The document made clear that the world has the technology and money to decisively act in time to avoid a sharp rise in temperatures that scientists say would wipe out species, raise ocean levels, wreak economic havoc and trigger droughts in some places and flooding in others.

Under the most stringent scenario, the report said the world must stabilize the amount of greenhouse gases in the atmosphere at 445 parts per million by 2015 to keep global temperatures from rising more than 2 C over preindustrial levels.

Delegates said the approval of the report should conclusively debunk arguments by skeptics that combating global warming was too costly, that it would stifle development in the world's poorer countries or that the temperature rise had gone too far for humankind to do anything about.

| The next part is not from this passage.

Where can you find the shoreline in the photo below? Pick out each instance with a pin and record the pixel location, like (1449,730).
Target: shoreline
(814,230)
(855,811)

"If we continue doing what we are doing now, we are in deep trouble," cautioned Ogunlade Davidson, the co-chair of the group responsible for finalizing the report this week in Bangkok.

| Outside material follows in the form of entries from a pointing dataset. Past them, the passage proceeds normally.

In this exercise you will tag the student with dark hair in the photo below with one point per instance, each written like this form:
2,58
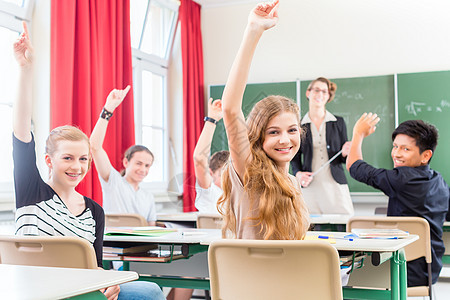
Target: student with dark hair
209,175
413,188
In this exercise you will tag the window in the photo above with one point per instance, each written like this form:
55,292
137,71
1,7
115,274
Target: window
152,28
11,14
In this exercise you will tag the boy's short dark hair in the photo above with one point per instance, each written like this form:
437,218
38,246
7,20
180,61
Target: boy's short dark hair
425,134
218,159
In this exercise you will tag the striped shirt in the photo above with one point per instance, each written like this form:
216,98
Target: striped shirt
40,211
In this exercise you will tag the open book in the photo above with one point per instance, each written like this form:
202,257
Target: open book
380,233
143,231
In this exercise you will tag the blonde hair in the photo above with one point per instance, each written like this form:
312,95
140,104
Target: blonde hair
332,87
65,133
281,211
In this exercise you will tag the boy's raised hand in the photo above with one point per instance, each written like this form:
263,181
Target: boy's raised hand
23,50
215,109
116,97
366,125
264,15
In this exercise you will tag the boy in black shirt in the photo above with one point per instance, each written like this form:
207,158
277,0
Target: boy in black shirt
413,188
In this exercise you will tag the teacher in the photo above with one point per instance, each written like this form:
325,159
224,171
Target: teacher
326,191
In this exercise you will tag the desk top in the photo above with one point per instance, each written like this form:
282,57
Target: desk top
329,219
178,217
181,236
30,282
207,236
315,219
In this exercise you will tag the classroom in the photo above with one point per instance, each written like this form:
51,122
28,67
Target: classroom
345,41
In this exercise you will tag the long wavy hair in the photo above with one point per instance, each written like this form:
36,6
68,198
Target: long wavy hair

Delegates hailed the policy statement as a key advance toward battling global warming and setting the stage for an even stronger international agreement to replace the 1997 Kyoto Protocol on greenhouse emissions when it expires in 2012.

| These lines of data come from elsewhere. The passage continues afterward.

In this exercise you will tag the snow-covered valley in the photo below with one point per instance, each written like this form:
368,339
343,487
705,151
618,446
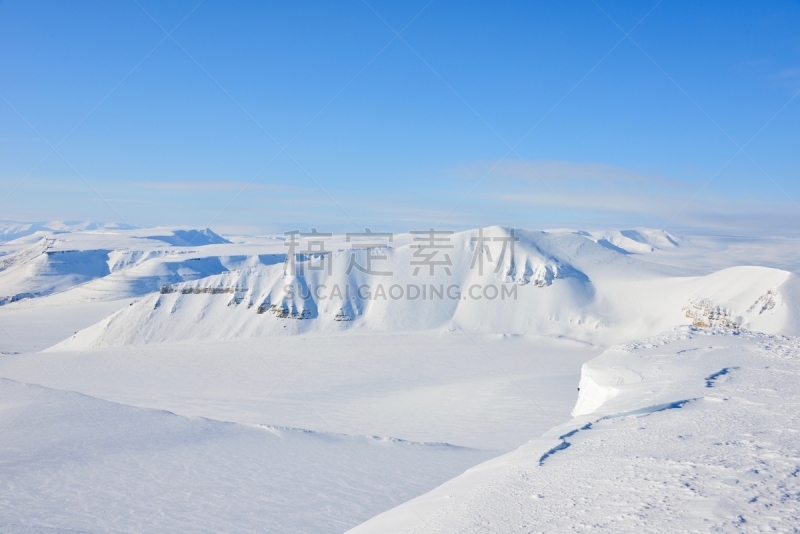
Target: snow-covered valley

"It's stunning in its brilliance and relevance," Rajendra Pachauri, chair of the group responsible for the report, the Intergovernmental Panel on Climate Change, said of the study.

The United States was pleased the report "highlights the importance of a portfolio of clean energy technologies consistent with our approach," the head of the US delegation, Harlan Watson, said.

China said rich countries must not keep clean energy technologies to themselves.

"It is something the developing countries have been asking for many years, but up till now it has not happened," Zhou Dadi, director of China's Energy Research Institute and a co-author of the report, said.

For many delegates, the strongest message was that reaching the lowest targets could be achieved by 2030 for less than 3 percent of the global gross domestic product.

Global economic growth has averaged almost 3 percent every year since 2000.